I’m curvy with no ass and long legs, which make pants hard to fit, and am well endowed, which makes tops almost impossible with my long torso. I put on a pair of self-adhesive thigh highs and a garter belt for good measure with a short black mini. I put on a red lace bra and paired it with a tight black suit vest. The lacy edge of the bra was visible from underneath the vest. The curve of my breasts peaked out in soft mounds of milky white flesh. The vest and bra would be much cooler in the bar than a sweater.

I filled my wrists with bangles of black, red, and silver bracelets and stacked them almost to my elbow. Then I put on a necklace of sterling silver with a matching teardrop pendent that landed squarely between my breasts. Mere contact with silver wouldn’t stop a vampire from killing me, but it would hurt like hell. It might make a vampire hesitate before going for the throat.

I had, at one time, worn a silver crucifix but you had to believe, I mean really believe, for it to work. I hadn’t believed in a very long time. Silver burned on contact, and silver would keep vampires from healing as quickly as they normally could. I tried to always have it on hand. A silver-plated knife was an easier kill than driving a stake through their hearts any day. I’m a fan of anything that makes my life easier.

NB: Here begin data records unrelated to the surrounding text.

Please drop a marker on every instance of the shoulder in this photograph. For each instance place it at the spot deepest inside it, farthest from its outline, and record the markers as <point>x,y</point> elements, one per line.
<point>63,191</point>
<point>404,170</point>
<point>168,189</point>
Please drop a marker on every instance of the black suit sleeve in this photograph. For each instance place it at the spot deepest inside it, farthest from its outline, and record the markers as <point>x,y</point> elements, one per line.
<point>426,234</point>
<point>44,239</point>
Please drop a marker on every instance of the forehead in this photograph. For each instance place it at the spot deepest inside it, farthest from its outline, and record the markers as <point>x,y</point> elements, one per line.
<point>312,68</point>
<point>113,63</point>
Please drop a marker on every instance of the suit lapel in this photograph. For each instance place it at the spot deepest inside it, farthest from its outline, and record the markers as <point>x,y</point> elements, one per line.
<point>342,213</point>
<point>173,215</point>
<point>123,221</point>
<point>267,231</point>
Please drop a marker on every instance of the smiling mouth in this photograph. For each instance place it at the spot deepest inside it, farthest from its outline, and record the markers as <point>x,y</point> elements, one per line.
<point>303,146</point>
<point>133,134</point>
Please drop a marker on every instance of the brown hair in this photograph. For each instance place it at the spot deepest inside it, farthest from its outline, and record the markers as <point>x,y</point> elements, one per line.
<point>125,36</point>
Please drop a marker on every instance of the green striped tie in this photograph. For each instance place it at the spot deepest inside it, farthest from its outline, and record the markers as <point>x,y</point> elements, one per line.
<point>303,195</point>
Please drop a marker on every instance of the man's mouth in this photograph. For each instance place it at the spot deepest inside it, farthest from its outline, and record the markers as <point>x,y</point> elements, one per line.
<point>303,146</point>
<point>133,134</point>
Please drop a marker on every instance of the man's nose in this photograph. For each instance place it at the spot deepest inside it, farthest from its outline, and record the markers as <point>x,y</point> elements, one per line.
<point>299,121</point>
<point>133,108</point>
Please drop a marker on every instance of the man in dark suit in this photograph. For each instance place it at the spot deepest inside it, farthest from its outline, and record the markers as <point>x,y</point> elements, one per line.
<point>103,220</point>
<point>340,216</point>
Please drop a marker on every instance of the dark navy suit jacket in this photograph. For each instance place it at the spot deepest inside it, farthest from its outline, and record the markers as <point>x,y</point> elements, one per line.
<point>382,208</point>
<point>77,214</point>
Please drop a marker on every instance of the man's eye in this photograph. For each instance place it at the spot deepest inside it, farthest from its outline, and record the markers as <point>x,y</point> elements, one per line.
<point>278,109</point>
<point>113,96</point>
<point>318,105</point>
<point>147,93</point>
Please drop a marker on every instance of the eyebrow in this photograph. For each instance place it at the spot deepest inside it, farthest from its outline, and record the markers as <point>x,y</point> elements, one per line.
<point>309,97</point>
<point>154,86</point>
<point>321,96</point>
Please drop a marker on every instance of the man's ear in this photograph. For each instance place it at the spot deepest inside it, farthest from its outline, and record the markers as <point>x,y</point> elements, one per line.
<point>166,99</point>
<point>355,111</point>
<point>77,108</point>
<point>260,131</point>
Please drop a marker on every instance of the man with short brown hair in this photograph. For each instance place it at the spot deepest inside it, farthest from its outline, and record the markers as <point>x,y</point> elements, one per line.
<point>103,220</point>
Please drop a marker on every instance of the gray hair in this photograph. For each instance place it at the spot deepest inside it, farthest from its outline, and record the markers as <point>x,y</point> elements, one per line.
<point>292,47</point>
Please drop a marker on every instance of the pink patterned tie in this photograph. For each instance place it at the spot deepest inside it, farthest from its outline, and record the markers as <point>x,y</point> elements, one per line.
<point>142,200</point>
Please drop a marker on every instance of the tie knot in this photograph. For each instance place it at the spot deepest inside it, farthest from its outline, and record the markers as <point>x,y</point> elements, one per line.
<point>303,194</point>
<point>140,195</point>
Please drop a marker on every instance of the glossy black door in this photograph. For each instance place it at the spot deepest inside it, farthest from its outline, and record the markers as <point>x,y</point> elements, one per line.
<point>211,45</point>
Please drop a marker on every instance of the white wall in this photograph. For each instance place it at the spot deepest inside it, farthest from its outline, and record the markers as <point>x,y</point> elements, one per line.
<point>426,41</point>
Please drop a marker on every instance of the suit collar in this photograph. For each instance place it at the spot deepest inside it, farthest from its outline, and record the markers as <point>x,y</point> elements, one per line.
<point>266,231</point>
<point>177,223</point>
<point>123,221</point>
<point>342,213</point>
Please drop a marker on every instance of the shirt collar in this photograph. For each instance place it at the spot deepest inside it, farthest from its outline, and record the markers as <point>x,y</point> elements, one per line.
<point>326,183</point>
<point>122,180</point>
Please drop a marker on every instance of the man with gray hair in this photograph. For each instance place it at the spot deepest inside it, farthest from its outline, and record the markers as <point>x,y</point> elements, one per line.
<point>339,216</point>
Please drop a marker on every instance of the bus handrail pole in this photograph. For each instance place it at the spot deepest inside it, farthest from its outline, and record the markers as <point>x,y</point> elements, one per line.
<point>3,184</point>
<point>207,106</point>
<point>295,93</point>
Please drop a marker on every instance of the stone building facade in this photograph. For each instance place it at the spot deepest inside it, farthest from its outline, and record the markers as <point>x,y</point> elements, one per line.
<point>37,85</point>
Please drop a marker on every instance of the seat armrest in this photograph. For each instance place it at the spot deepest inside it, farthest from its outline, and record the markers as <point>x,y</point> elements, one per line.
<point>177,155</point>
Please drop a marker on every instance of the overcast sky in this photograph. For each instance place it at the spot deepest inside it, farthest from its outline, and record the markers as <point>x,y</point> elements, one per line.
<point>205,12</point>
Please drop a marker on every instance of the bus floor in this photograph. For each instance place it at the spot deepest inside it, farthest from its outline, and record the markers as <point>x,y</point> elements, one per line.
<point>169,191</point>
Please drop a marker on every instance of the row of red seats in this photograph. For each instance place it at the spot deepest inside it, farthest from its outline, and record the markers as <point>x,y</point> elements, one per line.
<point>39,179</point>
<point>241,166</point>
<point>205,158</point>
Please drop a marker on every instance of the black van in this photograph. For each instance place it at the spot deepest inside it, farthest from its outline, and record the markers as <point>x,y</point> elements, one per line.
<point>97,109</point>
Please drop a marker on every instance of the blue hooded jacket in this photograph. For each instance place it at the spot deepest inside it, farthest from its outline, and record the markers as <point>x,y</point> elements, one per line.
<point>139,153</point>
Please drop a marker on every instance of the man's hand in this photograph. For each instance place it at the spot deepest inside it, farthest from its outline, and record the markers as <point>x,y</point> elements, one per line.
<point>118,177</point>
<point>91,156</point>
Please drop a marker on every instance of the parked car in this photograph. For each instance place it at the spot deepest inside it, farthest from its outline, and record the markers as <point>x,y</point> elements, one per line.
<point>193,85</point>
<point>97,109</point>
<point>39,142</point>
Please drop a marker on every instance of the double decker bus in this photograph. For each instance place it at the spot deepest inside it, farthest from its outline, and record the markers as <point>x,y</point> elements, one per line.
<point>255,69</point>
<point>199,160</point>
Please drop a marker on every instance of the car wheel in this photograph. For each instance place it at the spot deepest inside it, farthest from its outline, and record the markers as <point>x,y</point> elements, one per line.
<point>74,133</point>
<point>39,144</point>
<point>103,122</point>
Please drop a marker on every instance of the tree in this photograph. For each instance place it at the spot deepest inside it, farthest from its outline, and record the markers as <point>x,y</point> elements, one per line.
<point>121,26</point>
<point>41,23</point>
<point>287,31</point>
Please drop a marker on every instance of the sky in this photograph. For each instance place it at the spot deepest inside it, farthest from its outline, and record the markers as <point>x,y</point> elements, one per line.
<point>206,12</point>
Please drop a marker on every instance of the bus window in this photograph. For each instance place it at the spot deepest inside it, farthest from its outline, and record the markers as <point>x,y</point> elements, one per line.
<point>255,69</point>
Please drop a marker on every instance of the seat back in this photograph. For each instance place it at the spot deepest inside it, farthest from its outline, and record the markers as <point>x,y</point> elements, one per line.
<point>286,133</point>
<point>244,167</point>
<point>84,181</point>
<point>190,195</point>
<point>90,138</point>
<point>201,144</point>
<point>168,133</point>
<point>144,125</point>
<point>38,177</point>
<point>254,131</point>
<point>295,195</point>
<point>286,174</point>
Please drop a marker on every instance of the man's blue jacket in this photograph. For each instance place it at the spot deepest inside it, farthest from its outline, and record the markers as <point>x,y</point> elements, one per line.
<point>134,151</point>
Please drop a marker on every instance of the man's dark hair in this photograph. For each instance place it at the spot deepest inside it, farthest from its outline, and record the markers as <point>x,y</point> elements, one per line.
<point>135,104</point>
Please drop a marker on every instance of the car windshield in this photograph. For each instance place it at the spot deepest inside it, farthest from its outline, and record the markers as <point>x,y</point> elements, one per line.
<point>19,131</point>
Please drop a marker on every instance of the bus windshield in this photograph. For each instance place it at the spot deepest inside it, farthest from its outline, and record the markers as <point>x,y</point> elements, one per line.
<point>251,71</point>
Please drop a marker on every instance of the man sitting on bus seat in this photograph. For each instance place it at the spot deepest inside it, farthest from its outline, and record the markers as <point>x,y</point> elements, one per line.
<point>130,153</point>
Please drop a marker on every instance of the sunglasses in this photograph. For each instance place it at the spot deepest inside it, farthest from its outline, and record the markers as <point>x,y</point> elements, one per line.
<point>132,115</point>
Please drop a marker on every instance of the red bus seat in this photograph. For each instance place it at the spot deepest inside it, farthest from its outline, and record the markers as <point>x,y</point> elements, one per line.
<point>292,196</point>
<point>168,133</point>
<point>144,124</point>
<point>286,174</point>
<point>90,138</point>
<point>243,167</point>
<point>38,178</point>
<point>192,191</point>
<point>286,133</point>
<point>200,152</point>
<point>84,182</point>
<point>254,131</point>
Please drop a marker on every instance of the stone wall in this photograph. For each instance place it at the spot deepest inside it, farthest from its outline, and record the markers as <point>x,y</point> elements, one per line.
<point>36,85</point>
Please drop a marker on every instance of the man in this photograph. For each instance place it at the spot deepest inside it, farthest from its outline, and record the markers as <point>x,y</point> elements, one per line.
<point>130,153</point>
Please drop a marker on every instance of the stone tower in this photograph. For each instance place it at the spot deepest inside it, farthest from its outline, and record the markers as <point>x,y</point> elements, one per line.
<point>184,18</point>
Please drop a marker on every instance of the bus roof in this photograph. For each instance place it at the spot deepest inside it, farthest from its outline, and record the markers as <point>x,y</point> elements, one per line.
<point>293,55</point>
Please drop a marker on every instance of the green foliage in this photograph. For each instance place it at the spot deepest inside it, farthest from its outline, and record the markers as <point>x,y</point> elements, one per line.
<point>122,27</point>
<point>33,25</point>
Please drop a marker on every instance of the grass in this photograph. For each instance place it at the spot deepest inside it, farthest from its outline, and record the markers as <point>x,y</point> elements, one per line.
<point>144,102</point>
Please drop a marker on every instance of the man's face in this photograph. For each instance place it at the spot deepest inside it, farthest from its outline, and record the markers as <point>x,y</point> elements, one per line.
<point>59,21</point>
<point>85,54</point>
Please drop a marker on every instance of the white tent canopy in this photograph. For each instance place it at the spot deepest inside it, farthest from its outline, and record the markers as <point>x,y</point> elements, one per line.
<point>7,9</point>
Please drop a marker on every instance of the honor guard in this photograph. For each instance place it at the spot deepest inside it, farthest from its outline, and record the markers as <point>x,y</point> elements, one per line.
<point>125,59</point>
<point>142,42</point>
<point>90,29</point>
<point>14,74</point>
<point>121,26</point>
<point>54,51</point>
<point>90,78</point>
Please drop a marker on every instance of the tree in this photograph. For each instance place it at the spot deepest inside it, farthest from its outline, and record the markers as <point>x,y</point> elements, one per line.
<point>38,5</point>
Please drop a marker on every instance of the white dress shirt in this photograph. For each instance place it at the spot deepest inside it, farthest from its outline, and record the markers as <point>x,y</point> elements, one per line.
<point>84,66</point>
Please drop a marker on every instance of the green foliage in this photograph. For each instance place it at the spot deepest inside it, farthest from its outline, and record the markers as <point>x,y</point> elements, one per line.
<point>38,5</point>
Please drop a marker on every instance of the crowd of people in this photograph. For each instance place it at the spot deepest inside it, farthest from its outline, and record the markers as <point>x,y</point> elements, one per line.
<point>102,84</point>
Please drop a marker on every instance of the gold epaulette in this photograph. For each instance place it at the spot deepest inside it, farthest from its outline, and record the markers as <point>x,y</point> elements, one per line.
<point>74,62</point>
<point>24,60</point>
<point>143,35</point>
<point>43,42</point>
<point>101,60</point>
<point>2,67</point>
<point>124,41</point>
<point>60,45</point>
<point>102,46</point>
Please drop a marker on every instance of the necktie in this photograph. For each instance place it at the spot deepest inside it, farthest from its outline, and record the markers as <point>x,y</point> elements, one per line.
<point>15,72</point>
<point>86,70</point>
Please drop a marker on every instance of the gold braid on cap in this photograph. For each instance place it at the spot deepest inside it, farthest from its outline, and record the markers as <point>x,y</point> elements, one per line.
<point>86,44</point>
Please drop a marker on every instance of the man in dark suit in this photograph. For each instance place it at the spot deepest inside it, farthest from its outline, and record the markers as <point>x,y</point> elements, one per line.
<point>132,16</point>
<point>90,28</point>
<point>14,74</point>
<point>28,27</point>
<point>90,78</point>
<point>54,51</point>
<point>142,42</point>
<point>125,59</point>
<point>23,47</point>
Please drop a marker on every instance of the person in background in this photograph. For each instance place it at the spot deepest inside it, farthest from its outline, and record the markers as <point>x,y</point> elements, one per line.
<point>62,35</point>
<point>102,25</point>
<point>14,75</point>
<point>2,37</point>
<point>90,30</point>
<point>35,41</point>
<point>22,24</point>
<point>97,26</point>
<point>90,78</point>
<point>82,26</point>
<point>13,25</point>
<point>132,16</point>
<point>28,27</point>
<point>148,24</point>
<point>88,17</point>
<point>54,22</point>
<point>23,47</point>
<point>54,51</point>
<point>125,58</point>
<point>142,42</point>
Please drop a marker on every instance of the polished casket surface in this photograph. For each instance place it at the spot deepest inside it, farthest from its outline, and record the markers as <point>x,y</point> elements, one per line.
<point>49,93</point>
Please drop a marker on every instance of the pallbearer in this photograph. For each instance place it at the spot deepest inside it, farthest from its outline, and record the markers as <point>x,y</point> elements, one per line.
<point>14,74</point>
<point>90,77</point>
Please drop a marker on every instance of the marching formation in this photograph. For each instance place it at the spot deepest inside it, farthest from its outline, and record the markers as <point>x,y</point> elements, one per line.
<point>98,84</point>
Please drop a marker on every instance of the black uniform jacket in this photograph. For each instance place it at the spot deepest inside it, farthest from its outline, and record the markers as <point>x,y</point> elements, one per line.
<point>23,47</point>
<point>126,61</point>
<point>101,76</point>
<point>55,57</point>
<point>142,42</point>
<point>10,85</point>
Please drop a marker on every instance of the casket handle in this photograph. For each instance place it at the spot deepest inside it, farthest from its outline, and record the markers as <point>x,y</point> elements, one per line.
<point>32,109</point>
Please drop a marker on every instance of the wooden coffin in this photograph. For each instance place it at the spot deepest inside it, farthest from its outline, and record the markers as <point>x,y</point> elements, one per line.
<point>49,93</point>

After sliding on my boots and fitting the knife in its sheath around my calf, I studied myself in the mirror. I looked pretty good; more importantly, I felt good.

Amblan used her key to come in, and I called out to her. “Hey, Am, I’m still up here.” Her heavy boot-clad footfalls on the hardwood stairs echoed in my silent house as I continued primping in the mirror.

She filled the doorway, leaning casually against the doorjamb. “Damn, you look good enough to f*ck,” she said with a playful smile.

“You know I’d let you but I don’t want you to get too attached,” I teased, taking in her stunning outfit. I hated her. She was 6’1”, gorgeous, and weighed about 135 pounds without even trying. I had to work to lose every pound but she existed in a world of high metabolisms and effortless beauty. Am had dyed her hair red, black, blond, black cherry, and brunette so many times that I couldn’t remember what her original color was, and I wasn’t sure she could either. The current color was black with blue highlights and frosted tips. She had an affinity for tattoos. Her piercings were the kind that accentuated her pleasure and not just for show. She was absolutely beautiful and didn’t even know it.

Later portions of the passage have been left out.